Sodium dichloroacetate stimulates cardiac mitochondrial metabolism and improves cardiac conduction in the ovine fetus during labor

Abstract

Previous studies in our laboratory have suggested that the increase in stillbirth in pregnancies complicated by chronic maternal stress or hypercortisolemia is associated with cardiac dysfunction in late stages of labor and delivery. Transcriptomics analysis of the overly represented differentially expressed genes in the fetal heart of hypercortisolemic ewes indicated involvement of mitochondrial function. Sodium dichloroacetate (DCA) has been used to improve mitochondrial function in several disease states. We hypothesized that administration of DCA to laboring ewes would improve both cardiac mitochondrial activity and cardiac function in their fetuses. Four groups of ewes and their fetuses were studied: control, cortisol-infused (1 g/kg/day from 115 to term; CORT), DCA-treated (over 24 h), and DCA + CORT-treated; oxytocin was delivered starting 48 h before the DCA treatment. DCA significantly decreased cardiac lactate, alanine, and glucose/glucose-6-phosphate and increased acetylcarnitine/isobutyryl-carnitine. DCA increased mitochondrial activity, increasing oxidative phosphorylation ( PCI, PCI + II) per tissue weight or per unit of citrate synthase. DCA also decreased the duration of the QRS, attenuating the prolongation of the QRS observed in CORT fetuses. The effect to reduce QRS duration with DCA treatment correlated with increased glycerophosphocholine and serine and decreased phosphorylcholine after DCA treatment.
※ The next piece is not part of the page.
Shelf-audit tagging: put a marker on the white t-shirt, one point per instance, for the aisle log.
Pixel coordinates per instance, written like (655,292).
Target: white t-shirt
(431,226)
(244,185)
There were negative correlations of acetylcarnitine/isobutyryl-carnitine to both heart rate (HR) and mean arterial pressure (MAP). These results suggest that improvements in mitochondrial respiration with DCA produced changes in the cardiac lipid metabolism that favor improved conduction in the heart. DCA may therefore be an effective treatment of fetal cardiac metabolic disturbances in labor that can contribute to impairments of fetal cardiac conduction.